Slides from "My Top 10 Design Business Failures"
February 19, 2011
This Thursday and Friday, I provided two lectures for SCAD's Entreprenurial Forum 2011 in Savannah, Georgia. This event was presented by SCAD's Office for Career and Alumni Success, and was designed for students across all majors to gain perspectives on how they can become successful as businesspeople in today's economic climate.
The above slide deck is from my second lecture, called "My Top 10 Design Business Failures." You could call this my greatest hits album of major business mistakes I've made over my career, both as a freelancer and while working within agencies of all shapes and sizes.
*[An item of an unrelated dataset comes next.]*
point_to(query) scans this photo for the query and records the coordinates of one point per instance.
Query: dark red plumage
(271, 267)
My first lecture, "Being an Agency of One," kicked off the event on Thursday night. I talked about the four primary areas that any designer or artist must master in order to create the foundation for a successful business practice and be responsible while doing what they love:
- Understanding your business model and what sources of revenue can support it
- Designing the appropriate touchpoints required for well-considered client service
- Discovering how effective project management creates sustainable studio success
- Crafting the philosophy and plan that drives both your personal practice and your business practice, via a framework that David Conrad and I created called "The Elements of Design Studio Experience"
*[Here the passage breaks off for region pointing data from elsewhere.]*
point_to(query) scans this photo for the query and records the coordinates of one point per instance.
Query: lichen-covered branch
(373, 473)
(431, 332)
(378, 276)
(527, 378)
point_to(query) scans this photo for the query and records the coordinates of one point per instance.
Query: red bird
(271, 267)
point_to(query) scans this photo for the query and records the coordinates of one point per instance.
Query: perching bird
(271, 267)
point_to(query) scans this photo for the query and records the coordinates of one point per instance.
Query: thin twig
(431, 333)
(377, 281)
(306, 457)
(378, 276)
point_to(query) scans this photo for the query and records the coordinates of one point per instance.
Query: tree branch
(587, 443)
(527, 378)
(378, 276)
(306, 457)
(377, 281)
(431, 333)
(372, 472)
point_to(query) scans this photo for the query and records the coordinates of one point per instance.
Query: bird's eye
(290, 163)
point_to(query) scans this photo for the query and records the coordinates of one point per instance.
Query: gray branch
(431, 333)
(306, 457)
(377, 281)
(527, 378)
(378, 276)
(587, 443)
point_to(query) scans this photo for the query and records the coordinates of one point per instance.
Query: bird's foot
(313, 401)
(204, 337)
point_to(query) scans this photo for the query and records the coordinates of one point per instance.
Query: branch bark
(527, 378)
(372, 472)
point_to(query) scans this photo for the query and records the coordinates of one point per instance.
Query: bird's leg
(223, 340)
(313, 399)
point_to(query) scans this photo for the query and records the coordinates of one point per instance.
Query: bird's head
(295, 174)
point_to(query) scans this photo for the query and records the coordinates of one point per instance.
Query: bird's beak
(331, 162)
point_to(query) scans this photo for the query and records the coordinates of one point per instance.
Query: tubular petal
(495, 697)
You can see an 11-minute clip of me answering student questions after the first lecture on the SCAD eLearning site. Some of these student questions I will be readdressing on this blog in the coming weeks.
If you live in Seattle and want to dig deeper into this material, please join me for the Design Business for Breakfast Series in Seattle, which is going on right now. Registration is still open for the last three talks. The next one is this Wednesday, February 23rd.
All of this material is drawn from my current work-in-progress for HOW Books, Design Business from A to Z, which will be out in the Fall of 2012. Both presentations were deeply informed by the following collaborators, who deserve great thanks: Erica Goldsmith, Fiona Robertson-Remley, and David Conrad.